Als Jott draußen im Regen zu grillen begann, steckte Lena mitten in der Apostelgeschichte. Ihre Stimme war trocken und spröde geworden. Aber zehn hörten zu. Zwei fehlten, und das waren schon lange nicht mehr Pitt und Tamara. Britt war fortgegangen, als die beiden von ihrem Spaziergang zurückkamen, und kurz nach ihr Tom.

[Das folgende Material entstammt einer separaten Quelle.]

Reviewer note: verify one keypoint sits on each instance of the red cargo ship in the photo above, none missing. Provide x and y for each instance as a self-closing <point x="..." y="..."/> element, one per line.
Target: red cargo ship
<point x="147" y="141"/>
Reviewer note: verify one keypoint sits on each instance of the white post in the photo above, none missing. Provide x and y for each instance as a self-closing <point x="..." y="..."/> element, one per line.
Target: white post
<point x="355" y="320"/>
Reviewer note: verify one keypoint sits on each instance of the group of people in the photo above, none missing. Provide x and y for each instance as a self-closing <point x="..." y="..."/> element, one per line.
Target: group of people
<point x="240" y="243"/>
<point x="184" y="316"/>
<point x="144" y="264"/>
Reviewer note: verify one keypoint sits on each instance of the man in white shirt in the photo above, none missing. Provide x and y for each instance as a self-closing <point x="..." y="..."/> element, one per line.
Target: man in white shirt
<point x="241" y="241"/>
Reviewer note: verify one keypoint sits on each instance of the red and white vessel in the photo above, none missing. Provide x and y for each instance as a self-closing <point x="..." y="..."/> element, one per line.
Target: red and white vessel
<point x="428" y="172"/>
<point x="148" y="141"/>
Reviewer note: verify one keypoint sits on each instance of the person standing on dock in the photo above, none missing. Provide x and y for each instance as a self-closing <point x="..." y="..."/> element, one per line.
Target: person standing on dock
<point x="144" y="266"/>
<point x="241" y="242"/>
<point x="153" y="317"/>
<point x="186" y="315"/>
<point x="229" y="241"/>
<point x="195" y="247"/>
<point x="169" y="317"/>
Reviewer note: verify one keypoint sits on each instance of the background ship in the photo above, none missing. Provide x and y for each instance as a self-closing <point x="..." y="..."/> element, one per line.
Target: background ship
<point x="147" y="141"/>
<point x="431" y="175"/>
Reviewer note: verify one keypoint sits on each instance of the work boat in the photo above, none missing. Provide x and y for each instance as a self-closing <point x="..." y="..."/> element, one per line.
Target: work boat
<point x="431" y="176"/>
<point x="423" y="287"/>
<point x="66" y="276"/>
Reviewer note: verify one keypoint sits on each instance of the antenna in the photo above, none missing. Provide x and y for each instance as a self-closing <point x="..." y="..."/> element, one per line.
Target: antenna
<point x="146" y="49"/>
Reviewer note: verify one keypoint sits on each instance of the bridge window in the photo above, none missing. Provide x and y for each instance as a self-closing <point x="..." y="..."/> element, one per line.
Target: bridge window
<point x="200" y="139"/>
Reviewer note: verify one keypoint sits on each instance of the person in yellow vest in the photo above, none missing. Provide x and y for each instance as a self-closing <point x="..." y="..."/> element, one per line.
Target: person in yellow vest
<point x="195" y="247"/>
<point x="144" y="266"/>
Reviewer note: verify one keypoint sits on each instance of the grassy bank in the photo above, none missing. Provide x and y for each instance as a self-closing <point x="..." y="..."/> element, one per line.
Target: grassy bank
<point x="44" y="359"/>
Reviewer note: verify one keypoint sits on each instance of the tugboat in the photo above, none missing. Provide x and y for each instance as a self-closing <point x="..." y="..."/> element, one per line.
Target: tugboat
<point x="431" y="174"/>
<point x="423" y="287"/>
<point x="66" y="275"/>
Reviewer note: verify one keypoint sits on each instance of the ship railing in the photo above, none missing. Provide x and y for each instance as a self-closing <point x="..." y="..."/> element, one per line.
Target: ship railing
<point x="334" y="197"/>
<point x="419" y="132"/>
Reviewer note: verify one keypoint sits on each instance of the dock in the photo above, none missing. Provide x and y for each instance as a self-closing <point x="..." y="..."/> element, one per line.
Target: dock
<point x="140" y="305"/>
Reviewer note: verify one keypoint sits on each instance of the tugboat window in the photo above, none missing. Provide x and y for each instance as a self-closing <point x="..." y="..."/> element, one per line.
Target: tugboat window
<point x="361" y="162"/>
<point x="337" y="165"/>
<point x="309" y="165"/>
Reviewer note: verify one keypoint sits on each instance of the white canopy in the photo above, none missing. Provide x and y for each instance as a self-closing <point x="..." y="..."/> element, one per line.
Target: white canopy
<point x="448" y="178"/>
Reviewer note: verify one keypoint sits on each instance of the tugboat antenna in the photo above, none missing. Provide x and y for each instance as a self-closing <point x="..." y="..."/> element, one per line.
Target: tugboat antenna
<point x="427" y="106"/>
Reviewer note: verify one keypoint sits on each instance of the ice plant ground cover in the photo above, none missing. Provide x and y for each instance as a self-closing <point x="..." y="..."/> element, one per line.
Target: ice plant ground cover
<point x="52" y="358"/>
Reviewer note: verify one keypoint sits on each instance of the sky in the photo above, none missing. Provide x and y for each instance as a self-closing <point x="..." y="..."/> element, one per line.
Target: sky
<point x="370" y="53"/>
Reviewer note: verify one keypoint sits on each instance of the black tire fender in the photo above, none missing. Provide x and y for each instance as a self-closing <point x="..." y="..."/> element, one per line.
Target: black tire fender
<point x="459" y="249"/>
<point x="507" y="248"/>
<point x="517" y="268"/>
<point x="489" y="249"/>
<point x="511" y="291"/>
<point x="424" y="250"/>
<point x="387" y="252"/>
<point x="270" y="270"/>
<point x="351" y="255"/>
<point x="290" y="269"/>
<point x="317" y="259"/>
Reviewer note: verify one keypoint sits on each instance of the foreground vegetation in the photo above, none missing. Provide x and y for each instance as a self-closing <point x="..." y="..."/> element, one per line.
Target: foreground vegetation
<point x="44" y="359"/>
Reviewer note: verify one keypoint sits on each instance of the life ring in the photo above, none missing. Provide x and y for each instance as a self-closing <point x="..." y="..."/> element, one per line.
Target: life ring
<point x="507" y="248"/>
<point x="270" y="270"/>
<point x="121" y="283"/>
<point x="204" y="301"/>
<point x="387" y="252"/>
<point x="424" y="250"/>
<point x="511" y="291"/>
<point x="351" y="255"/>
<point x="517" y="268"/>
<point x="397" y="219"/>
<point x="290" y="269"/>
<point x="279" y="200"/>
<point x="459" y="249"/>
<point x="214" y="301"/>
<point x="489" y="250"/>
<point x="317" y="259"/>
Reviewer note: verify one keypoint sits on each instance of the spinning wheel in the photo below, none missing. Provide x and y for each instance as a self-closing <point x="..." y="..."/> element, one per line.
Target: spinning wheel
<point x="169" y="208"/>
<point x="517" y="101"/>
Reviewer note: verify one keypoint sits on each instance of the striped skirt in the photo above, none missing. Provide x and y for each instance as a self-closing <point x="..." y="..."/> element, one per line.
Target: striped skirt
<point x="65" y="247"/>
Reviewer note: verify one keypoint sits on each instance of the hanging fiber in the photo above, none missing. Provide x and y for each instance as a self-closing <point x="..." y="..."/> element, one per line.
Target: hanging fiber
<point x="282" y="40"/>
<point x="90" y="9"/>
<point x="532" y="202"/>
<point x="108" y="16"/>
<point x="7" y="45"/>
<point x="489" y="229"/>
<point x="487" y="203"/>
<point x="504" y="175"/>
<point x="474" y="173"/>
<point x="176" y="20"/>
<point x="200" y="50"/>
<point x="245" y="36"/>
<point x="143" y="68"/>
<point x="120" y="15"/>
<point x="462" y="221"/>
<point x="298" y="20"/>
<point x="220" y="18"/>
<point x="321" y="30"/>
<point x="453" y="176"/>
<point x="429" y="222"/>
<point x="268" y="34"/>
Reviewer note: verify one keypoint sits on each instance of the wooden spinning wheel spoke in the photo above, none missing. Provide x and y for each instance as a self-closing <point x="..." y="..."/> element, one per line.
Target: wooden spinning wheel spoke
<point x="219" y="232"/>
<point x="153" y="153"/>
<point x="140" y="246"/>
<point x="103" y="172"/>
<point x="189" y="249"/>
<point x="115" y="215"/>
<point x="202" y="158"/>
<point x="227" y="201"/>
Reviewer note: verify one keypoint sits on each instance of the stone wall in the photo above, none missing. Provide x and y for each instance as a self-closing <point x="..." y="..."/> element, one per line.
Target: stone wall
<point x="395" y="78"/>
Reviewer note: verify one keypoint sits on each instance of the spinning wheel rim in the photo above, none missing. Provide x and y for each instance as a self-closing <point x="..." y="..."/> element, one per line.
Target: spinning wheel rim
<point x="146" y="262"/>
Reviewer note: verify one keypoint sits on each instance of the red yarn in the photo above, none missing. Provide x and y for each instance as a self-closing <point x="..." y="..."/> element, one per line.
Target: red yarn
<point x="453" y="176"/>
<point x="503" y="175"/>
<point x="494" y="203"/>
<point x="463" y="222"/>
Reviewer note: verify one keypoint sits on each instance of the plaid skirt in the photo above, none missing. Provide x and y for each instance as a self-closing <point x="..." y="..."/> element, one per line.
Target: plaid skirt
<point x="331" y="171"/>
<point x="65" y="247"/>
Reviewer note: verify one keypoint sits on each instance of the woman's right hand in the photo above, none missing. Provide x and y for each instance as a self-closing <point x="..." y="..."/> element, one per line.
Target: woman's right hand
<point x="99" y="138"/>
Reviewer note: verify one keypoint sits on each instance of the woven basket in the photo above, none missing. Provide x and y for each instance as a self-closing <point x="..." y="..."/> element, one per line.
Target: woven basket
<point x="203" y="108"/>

Jotts vergebliche Bemühungen lenkten die Aufmerksamkeit ab.Lena klappte ihre Bibel zu. Philip hatte den Diakon im Blick. »Das wird nie was!«, sagte er. Er legte seinen Stoff zur Seite und ging hin. »Tun Sie was gegen den Regen«, sagte er. »Ich übernehme die Steaks.«
Nachdem Jott eine halbe Stunde lang eine Zeltplane über Philip und den Grill gehalten hatte, waren vierzehn perfekt gegrillte Steaks fertig, und Paprika, Tomaten und Kartoffeln rösteten in der Glut.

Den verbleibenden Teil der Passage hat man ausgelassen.